A 65 year old patient I began seeing few years ago started out in our first encounter proclaiming that she is as healthy as one can be. She exercises regularly, eats a balanced diet, has a positive outlook in life, and has never been told she has any medical conditions other than extensive precancerous and cancerous skin lesions for which she receives close dermatological care. In her youth, she was a sun bather and now, exactly the opposite, she stays away from the sun like it’s the plague. Her weight is low-normal range, has excellent blood pressure readings, and always upbeat. When we ran the first battery of tests, we found her bone mineral density to be very low. This came as a shock to her. We discussed treatment options, including weight bearing exercises, vitamin D supplementation, bone resorption inhibitors, and hormone replacement therapy. She wanted to think about it further before committing to any ‘aggressive’ treatments. As years went by and her bone loss progressed, we continued to discuss management, and each time she would agree to some of the recommendations, but not all of them, then on follow up exams, she reported not following through on any of the recommendations. In our last encounter, 3 1/2 years after our initial meeting, I asked her frankly, why are you not following through with medical advice, and her response was, “I just feel so healthy, and I’m doing all the right things”. And there was the crux of the patient compliance issue. She was nonadherent because she didn’t connect with the diagnosis. She didn’t feel she has osteoporosis, therefore she couldn’t bring herself to follow through with recommendations.
Compliance with or adherence to a medication regimen means how likely is a patient to follow through on the recommendation of their physician, and the consensus is that 80 percent compliance is an acceptable benchmark. One of the most important determinants in patient outcome is the extent to which they comply. Reports of medication-related hospital admissions show that up to 69 percents at a cost of $100 billion a year are due to poor medication adherence. We can have the most accurate diagnostic testing, the best treatment modalities, and a solid physician-patient relationship, yet, if our patients don’t actually put them to use, we will not see the desired outcomes. Compliance does not mean shake your head yes when you’re in the doctor’s office, take the prescription, and then as soon as you leave the front door, think “Well, forget about that plan, I’m not going to take this pill.”
Drugs don’t work in patients who don’t take them -C.E. Koop
Cost of medication, forgetfulness, lack of information and emotional factors are typical reasons cited by patients for not taking their medications. Ready access to internet has raised new issues with patient compliance as many patients justify and corroborate their doctor’s advice on WebMD or some other online medical advice rendering site.
Research shows medication compliance is higher among patients with acute conditions. However, persistence among patients with chronic conditions is disappointingly low, especially after the first 6 months, and with more frequent medication dosing.
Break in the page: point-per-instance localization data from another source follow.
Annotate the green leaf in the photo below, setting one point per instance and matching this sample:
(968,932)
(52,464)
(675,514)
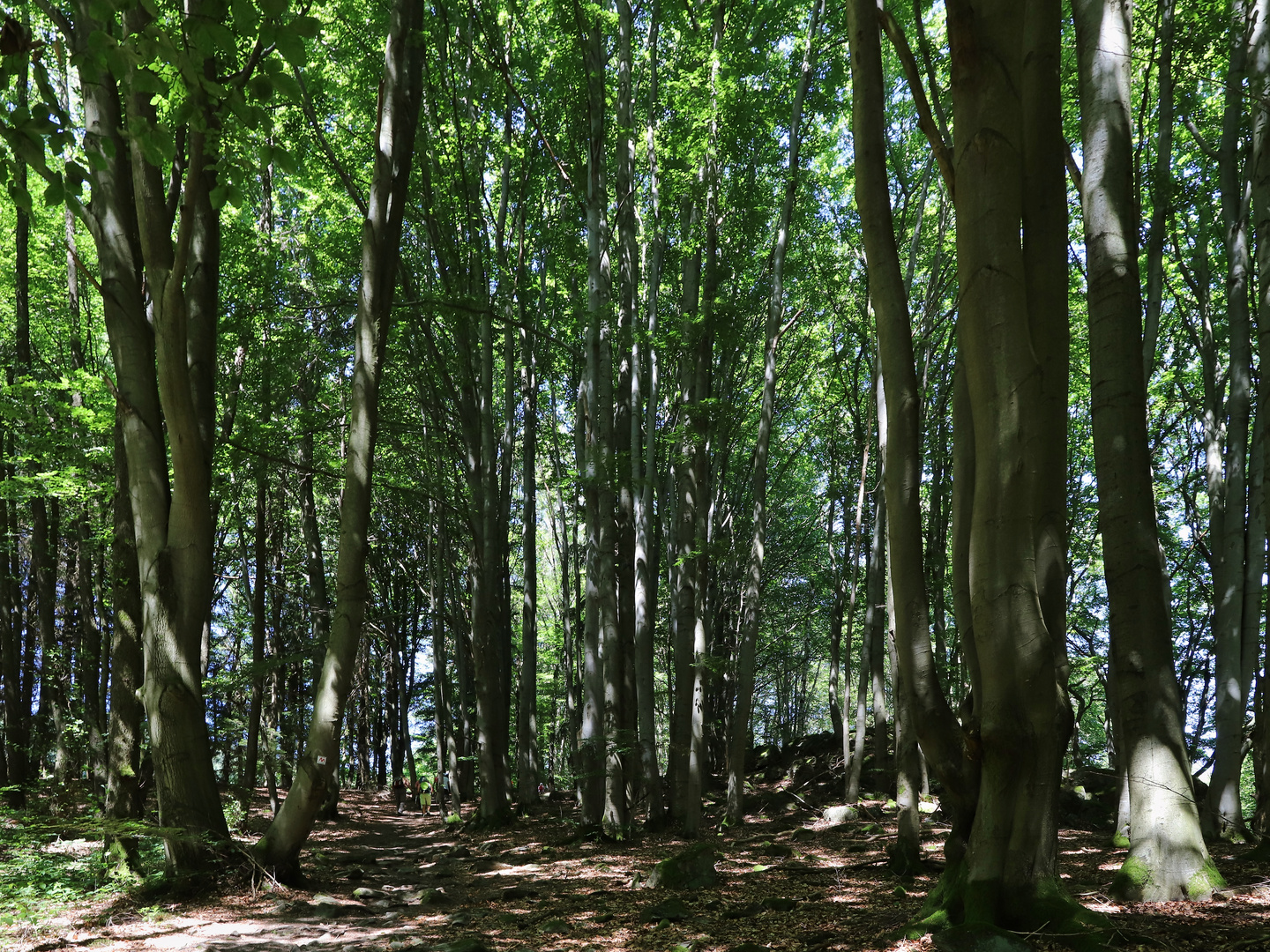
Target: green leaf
(283,160)
(20,197)
(146,81)
(247,18)
(55,193)
(260,88)
(101,11)
(286,86)
(292,48)
(308,26)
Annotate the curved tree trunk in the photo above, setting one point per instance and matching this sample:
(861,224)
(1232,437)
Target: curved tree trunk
(381,234)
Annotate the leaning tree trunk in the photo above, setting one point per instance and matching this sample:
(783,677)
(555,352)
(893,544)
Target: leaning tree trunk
(738,741)
(124,799)
(1222,814)
(1168,859)
(921,704)
(381,236)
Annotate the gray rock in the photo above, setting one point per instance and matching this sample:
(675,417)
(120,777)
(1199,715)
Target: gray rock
(979,938)
(672,909)
(776,851)
(839,815)
(691,870)
(780,904)
(433,897)
(467,945)
(519,893)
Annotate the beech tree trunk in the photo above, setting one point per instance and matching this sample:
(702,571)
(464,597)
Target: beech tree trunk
(1222,815)
(123,793)
(528,761)
(381,234)
(1012,335)
(643,480)
(1168,859)
(921,704)
(738,741)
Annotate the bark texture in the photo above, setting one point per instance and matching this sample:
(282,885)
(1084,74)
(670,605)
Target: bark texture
(381,234)
(1168,859)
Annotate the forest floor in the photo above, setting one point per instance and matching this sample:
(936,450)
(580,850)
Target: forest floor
(788,882)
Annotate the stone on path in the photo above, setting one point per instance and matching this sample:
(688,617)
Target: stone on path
(691,870)
(839,815)
(672,909)
(780,904)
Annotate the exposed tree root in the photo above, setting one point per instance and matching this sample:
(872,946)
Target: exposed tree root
(963,908)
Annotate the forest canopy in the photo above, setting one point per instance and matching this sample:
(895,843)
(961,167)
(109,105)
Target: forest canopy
(601,404)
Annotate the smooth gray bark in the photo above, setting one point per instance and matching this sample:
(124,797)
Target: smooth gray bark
(738,741)
(381,234)
(1168,859)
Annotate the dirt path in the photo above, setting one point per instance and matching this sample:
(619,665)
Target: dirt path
(384,882)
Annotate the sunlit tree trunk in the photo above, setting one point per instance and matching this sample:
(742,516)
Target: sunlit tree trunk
(643,480)
(123,793)
(381,234)
(528,761)
(1168,859)
(921,706)
(739,740)
(1222,814)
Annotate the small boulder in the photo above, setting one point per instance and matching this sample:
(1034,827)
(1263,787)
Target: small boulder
(839,815)
(780,904)
(469,945)
(691,870)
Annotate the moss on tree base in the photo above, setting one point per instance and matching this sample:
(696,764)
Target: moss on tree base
(1134,879)
(957,904)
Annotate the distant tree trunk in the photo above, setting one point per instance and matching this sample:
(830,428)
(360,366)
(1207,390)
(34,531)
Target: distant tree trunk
(921,706)
(1161,190)
(1222,815)
(852,755)
(874,583)
(528,761)
(643,481)
(626,437)
(381,234)
(1168,859)
(258,591)
(1252,646)
(739,739)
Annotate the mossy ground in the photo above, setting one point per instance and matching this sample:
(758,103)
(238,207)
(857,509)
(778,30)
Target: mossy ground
(832,893)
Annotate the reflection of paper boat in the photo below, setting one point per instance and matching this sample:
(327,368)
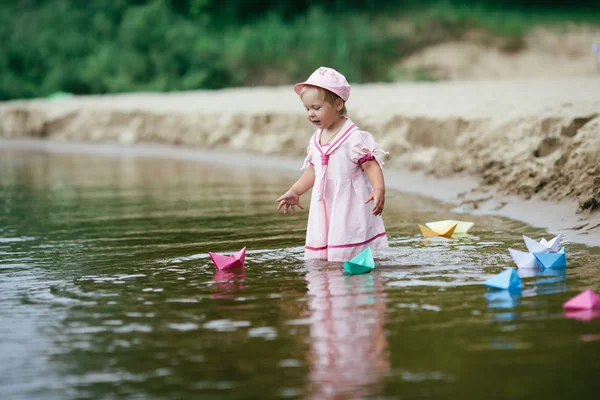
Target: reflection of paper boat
(523,259)
(552,260)
(227,262)
(461,226)
(362,263)
(227,282)
(543,246)
(446,231)
(507,279)
(503,298)
(585,300)
(582,315)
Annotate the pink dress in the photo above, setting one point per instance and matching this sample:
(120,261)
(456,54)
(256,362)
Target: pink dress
(340,224)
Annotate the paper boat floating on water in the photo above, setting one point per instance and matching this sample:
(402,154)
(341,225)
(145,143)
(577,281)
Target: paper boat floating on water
(552,260)
(543,246)
(446,231)
(507,279)
(461,226)
(586,300)
(529,260)
(227,262)
(362,263)
(523,259)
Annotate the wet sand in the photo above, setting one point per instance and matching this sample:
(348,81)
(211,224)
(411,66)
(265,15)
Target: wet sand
(526,148)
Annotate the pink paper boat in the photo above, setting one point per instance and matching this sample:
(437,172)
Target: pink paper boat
(227,262)
(586,300)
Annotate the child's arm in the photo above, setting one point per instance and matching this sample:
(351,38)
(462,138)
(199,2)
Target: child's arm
(291,198)
(375,175)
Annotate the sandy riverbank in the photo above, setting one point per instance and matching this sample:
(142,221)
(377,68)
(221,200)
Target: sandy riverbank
(534,140)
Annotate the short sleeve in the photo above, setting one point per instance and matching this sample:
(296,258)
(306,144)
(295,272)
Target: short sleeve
(365,148)
(308,160)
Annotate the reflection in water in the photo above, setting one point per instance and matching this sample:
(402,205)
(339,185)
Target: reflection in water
(348,344)
(107,292)
(582,315)
(229,283)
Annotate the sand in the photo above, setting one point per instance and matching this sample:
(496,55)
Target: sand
(524,148)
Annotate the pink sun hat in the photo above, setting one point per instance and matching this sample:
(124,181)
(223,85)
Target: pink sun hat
(327,78)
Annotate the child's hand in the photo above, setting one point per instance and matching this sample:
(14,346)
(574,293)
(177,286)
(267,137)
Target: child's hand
(289,200)
(378,197)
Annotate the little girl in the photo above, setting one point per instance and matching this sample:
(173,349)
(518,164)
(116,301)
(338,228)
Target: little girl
(345,170)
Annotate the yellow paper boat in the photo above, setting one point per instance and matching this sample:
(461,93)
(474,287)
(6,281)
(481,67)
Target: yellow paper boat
(461,227)
(446,231)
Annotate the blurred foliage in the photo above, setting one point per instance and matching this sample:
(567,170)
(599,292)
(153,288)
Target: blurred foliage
(98,46)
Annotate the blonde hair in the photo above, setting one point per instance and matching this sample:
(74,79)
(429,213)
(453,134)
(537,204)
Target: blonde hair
(328,96)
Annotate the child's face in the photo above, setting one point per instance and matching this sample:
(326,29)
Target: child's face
(320,112)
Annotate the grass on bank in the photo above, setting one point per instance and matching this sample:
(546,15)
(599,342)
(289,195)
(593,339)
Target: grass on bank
(151,48)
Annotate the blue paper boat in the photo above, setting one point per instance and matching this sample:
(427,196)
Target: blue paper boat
(552,260)
(362,263)
(507,279)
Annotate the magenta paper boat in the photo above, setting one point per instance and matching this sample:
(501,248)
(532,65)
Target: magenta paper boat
(227,262)
(586,300)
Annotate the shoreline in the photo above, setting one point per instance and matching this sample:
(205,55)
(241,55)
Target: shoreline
(462,191)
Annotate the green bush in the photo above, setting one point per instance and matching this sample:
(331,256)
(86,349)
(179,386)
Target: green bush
(98,46)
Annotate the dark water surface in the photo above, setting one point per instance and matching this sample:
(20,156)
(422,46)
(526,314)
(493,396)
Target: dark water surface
(106,291)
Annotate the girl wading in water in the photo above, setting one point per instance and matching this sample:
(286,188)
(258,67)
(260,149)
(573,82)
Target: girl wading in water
(345,171)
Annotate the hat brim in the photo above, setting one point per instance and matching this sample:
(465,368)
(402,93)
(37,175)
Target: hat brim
(298,87)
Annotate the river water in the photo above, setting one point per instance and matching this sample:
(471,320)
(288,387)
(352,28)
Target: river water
(107,291)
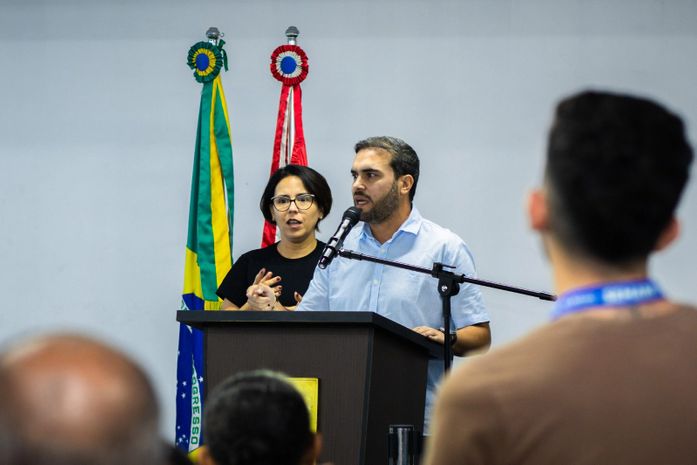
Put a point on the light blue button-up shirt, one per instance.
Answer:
(404, 296)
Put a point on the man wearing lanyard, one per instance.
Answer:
(385, 173)
(612, 378)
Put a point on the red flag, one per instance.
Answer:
(289, 66)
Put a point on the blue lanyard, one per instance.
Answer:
(620, 294)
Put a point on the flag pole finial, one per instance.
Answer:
(213, 34)
(292, 34)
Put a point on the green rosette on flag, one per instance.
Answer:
(209, 239)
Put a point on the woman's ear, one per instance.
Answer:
(538, 214)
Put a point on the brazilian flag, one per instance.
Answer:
(209, 240)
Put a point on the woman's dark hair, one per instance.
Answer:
(257, 418)
(313, 182)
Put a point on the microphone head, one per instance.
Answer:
(353, 214)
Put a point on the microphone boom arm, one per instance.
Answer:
(436, 273)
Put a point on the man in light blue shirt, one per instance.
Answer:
(385, 173)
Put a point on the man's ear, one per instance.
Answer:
(406, 182)
(669, 234)
(538, 213)
(204, 457)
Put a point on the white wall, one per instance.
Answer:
(98, 118)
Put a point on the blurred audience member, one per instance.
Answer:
(257, 418)
(71, 400)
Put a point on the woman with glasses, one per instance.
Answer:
(296, 199)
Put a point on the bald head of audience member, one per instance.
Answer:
(73, 400)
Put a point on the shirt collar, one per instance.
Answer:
(411, 225)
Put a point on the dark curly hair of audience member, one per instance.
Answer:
(615, 212)
(257, 418)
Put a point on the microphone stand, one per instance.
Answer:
(448, 286)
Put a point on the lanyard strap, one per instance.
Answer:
(620, 294)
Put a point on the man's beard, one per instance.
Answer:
(383, 208)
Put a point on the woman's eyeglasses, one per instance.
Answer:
(282, 202)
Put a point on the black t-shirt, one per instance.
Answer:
(295, 273)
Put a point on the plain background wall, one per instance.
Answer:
(98, 119)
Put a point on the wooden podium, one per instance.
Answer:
(371, 370)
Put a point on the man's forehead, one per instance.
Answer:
(372, 158)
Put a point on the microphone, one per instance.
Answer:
(348, 221)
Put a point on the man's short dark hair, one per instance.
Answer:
(257, 418)
(313, 182)
(403, 158)
(616, 168)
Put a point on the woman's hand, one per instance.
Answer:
(268, 279)
(431, 333)
(261, 297)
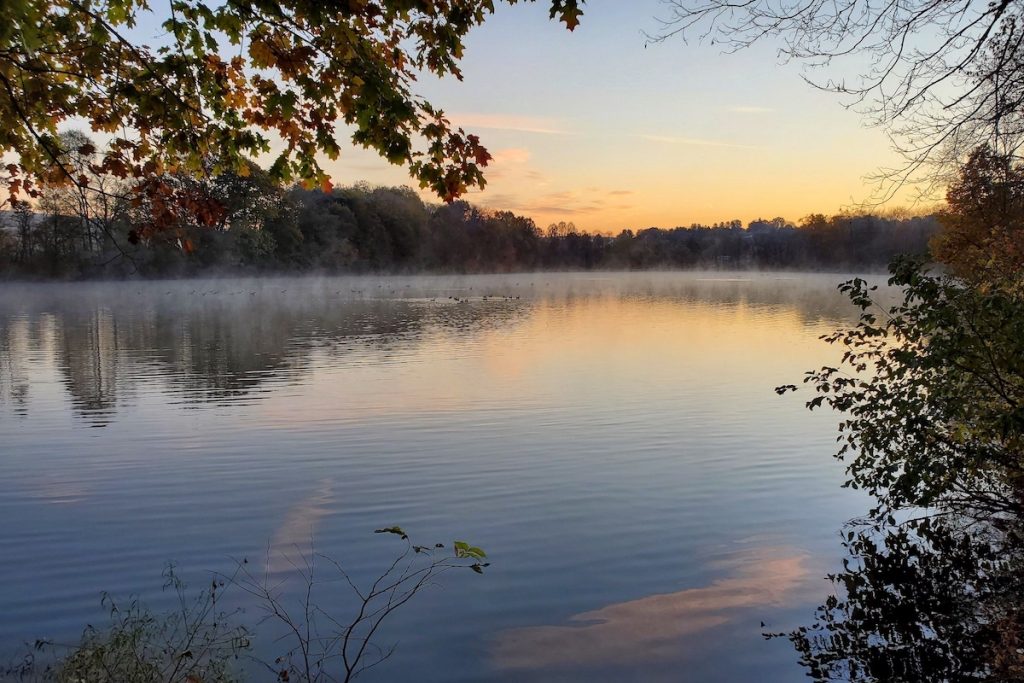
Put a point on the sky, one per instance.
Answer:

Good luck asking a patient to take a pill three times per day for the rest of their life. Even in clinical trials, where patients receive close attention, rate of adherence can be as low as 48 percent.
Here’s an interesting breakdown of a study conducted in 2002 using a medication-monitoring device:
1/6 come close to perfect adherence to a regimen
1/6 take nearly all doses, but with some timing irregularity
1/6 miss an occasional single day’s dose and have some timing inconsistency
1/6 take drug holidays three to four times a year, with occasional omissions of doses
1/6 have a drug holiday monthly or more often, with frequent omissions of doses;
1/6 take few or no doses while giving the impression of good adherence
How Physicians Interact with Noncompliance
Turns out, physicians are terrible at recognizing noncompliance and even worse at interventions trying to improve adherence. So what is the best way to give medical advice? How do we effectively relay news about a health condition, and convey confidence in our proposed treatment plans? What is the psychology of patients’ complying with medical recommendations, especially when the psychological reasoning is further deteriorating their disease state? There is an actual psychiatric diagnosis associated with this condition, called psychological factors affecting other medical conditions (PFAOMC).
Noncompliant Patient. A descriptor worth ditching?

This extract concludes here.